The twist is that Parliament rejected this same bill in March. It was revived after a push by the centre-right European People’s Party prompted EU capitals to restart negotiations.
The measure is a temporary fix, giving platforms the legal right to voluntarily scan for abuse material. That gap opened when an earlier exemption lapsed, and a separate, far more contentious permanent law, widely known as Chat Control, is still stuck in negotiations.
Opponents could not muster the 361 votes needed to kill it outright. Only 314 voted against, with 276 in favour and 17 abstaining, so the bill survived and moves on.
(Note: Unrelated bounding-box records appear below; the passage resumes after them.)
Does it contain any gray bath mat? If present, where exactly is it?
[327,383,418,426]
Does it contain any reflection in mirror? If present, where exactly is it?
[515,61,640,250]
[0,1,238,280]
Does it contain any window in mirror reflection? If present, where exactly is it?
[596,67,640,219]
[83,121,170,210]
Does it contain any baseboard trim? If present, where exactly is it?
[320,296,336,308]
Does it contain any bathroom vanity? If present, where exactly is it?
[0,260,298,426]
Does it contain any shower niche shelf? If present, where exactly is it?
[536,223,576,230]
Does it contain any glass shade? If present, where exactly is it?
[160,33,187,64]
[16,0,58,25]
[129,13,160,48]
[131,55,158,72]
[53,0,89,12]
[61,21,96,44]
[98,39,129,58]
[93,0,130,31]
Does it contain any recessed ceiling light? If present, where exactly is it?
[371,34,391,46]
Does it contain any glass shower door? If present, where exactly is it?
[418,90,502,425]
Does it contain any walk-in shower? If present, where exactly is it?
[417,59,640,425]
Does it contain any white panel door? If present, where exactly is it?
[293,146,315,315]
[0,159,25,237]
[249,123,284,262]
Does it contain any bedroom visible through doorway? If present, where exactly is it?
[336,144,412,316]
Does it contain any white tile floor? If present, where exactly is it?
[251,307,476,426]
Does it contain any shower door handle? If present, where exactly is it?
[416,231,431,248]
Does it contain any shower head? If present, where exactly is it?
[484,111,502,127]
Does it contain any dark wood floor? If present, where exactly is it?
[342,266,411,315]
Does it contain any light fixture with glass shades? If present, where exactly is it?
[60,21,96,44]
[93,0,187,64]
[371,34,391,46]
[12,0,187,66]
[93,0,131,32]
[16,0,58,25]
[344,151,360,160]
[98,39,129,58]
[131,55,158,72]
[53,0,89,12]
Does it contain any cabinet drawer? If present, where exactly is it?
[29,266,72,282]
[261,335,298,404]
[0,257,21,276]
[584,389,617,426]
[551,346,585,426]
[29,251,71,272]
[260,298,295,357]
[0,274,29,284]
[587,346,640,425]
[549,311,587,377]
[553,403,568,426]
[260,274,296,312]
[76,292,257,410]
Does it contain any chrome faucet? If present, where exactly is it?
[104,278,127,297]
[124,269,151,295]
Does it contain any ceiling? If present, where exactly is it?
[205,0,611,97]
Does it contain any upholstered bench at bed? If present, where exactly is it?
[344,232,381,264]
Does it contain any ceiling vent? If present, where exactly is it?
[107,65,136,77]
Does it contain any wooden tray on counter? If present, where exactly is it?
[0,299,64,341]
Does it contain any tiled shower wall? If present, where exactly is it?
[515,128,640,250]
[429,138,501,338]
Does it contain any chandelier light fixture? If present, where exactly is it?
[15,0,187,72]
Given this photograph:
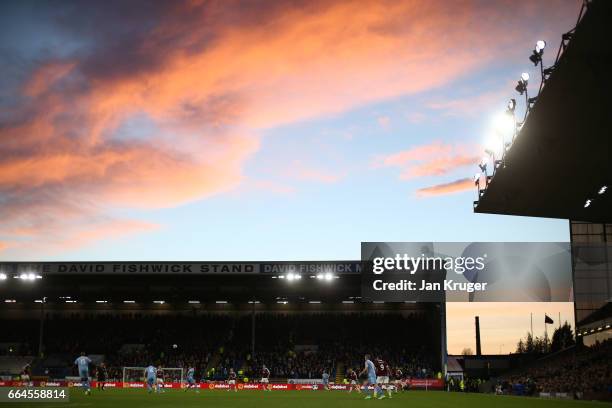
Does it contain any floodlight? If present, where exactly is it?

Lawmakers also attached an amendment exempting end-to-end encrypted services like WhatsApp and Signal from the scanning rules. That carve-out addresses a core fear, that mandated scanning could become a backdoor into encrypted messaging.
Both sides walked away unhappy
The compromise pleased almost no one. The EPP’s Lena Düpont wanted a “clear cut” return with no amendments, and said the group was not satisfied.
Liberal lawmaker Irena Joveva, who opposed the scanning regime and backed an amendment, said she was “deeply disappointed” the vote was forced at all. Tech lobby DOT Europe complained that the amendments, however well-intentioned, only delay a fix firms need.
Child-rights groups framed the stakes differently. ECLAG’s Nathalie Meurens said the vote was about closing a legal gap that “continues to put children at risk”, a case long made by those who warn the alternative leaves abuse undetected.
A procedure almost nobody understood
The path back to life was as contested as the bill. The Council revived it using a procedure that is technically official but almost never used, and which makes a law easier to pass than to block.
The plenary was raucous and confused, with members unsure what they were voting on. One reportedly approached a vice-president to say plainly: “We don’t know what we’re voting on.”
Top conservatives leaned in hard, with EPP chief Manfred Weber and four European commissioners pressuring lawmakers beforehand. The result leaned heavily on EPP votes, while liberal and social-democrat groups split.
The fight is far from over
The privacy stakes are why this file never dies quietly. Client-side and message scanning have alarmed security experts since Apple’s abandoned plan to scan every iPhone photo, and encryption defenders treat any weakening as a red line.
Signal’s president Meredith Whittaker, a fierce critic of backdoors, has said the app would quit the EU rather than break its encryption. The exemption added on Thursday is aimed squarely at that objection.
For now the temporary bill heads to member states, while the permanent regulation grinds on. The vote settled little except that Europe’s hardest privacy-versus-protection fight is still very much alive.